Table 1.

MolDock docking energies of co-crystallized ligands and root mean squared deviations between the co-crystallized ligand and the re-docked poses of the co-crystallized ligand with Trichomonas vaginalis and homologous human protein structures.

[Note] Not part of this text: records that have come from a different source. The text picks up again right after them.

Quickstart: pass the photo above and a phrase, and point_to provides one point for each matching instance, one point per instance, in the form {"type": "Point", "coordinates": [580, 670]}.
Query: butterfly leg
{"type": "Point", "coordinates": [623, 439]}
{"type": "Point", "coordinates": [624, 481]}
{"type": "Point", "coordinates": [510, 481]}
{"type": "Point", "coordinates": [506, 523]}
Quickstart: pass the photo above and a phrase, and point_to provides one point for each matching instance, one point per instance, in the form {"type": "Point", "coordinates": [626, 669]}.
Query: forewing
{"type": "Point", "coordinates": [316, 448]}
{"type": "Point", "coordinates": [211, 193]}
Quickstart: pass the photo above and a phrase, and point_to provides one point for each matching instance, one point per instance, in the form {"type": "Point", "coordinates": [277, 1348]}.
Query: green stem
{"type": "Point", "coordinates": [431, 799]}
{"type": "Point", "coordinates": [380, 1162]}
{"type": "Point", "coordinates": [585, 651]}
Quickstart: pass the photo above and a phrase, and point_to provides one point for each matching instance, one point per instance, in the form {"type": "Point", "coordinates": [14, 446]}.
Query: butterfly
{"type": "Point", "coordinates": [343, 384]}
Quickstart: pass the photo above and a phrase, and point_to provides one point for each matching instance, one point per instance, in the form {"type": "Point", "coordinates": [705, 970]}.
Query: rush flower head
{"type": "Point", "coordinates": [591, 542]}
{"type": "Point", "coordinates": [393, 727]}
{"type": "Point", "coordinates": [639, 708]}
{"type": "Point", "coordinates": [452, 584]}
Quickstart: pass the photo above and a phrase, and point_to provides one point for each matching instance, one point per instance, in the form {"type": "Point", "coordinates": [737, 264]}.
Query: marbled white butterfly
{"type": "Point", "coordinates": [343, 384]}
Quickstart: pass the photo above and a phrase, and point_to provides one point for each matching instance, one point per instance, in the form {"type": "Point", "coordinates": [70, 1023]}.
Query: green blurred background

Protein	PDB code	Co-crystallized ligand	Edock (kJ/mol)	RMSD (Å)
TvMGL	1E5E	N-(Hydroxy{3-hydroxy-2-methyl-5-[(phosphonooxy)methyl]pyridin-4-yl}methyl)norvaline	-127.6	1.13
	1E5F	Pyridoxal-5′-phosphate	-69.4	0.57
TvCPCAC1	[1FH0] a	N-α-[(4-Methylpiperazin-1-yl)carbonyl]-N-[(3S)-1-phenyl-5-(phenylsulfonyl)pentan-3-yl]-l-phenylalaninamide	-132.6	2.69
TvCP2	[2F7D]	(1R,2R)-N-(2-Aminoethyl)-2-{[(4-methoxyphenyl)sulfonyl]methyl}-cyclohexanecarboxamide	-97.7	1.22
TvPNP	1Z34	2-Fluoro-2′-deoxyadenosine	-97.1	0.91
	1Z36	(1S)-1-(7-Amino-1H-pyrazolo[4,3-d]pyrimidin-3-yl)-1,4-anhydro-d-ribitol	-97.7	0.21
	2ISC	(3R,4R)-1-[(4-Amino-5H-pyrrolo [3,2-d]pyrimidin-7-yl),ethyl]-4-(hydroxymethyl)pyrrolidin-3-ol	-104.0	0.57
HsCatK	1MEM	N-{(1R)-3-Phenyl-1-[2-(phenylsulfonyl)ethyl]propyl}-N-2-(piperazin-1-ylcarbonyl)-l-leucinamide	-136.2	2.74
	1U9V	6-(Cyclohexylamino)-9-[2-(4-methylpiperazin-1-yl)-ethyl]-9H-purine-2-carbonitrile	-41.7	4.03
HsCatL	3HWN	N-α-[(3-t-Butyl-1-methyl-1H-pyrazol-5-yl)carbonyl]-N-[(2E)-2-iminoethyl]-3-{5-[(Z)-iminomethyl]-1,3,4-oxadiazol-2-yl}-l-phenylalaninamide	-135.1	6.65
	3OF8	N-α-[(Benzyloxy)carbonyl]-N-[(2S)-1-(4-t-butoxyphenyl)-4-hydroxy-3-oxobutan-2-yl]-l-phenylalaninamide	-120.7	6.43
HsPNP	3BGS	3-Hydroxy-4-hydroxymethyl-1-(4-oxo-4,4a,5,7a-tetrahydro-3H-pyrrolo[3,2-d]pyrimidin-7-ylmethyl)-pyrrolidinium	-102.8	2.93
	3INY	7-Deazaguanine	-74.0	0.61

^a PDB codes in brackets are Trichomonas vaginalis homology models based on that protein structure. TvMGL, T. vaginalis methionine gamma-lyase; TvCPCAC1, T. vaginalis cathepsin L-like protease; TvCP2, T. vaginalis papain-like cysteine protease C2; TvPNP, T. vaginalis purine nucleoside phosphorylase; HsCatK, human cathepsin K; HsCatL, human cathepsin L; HsPNP, human purine nucleoside phosphorylase.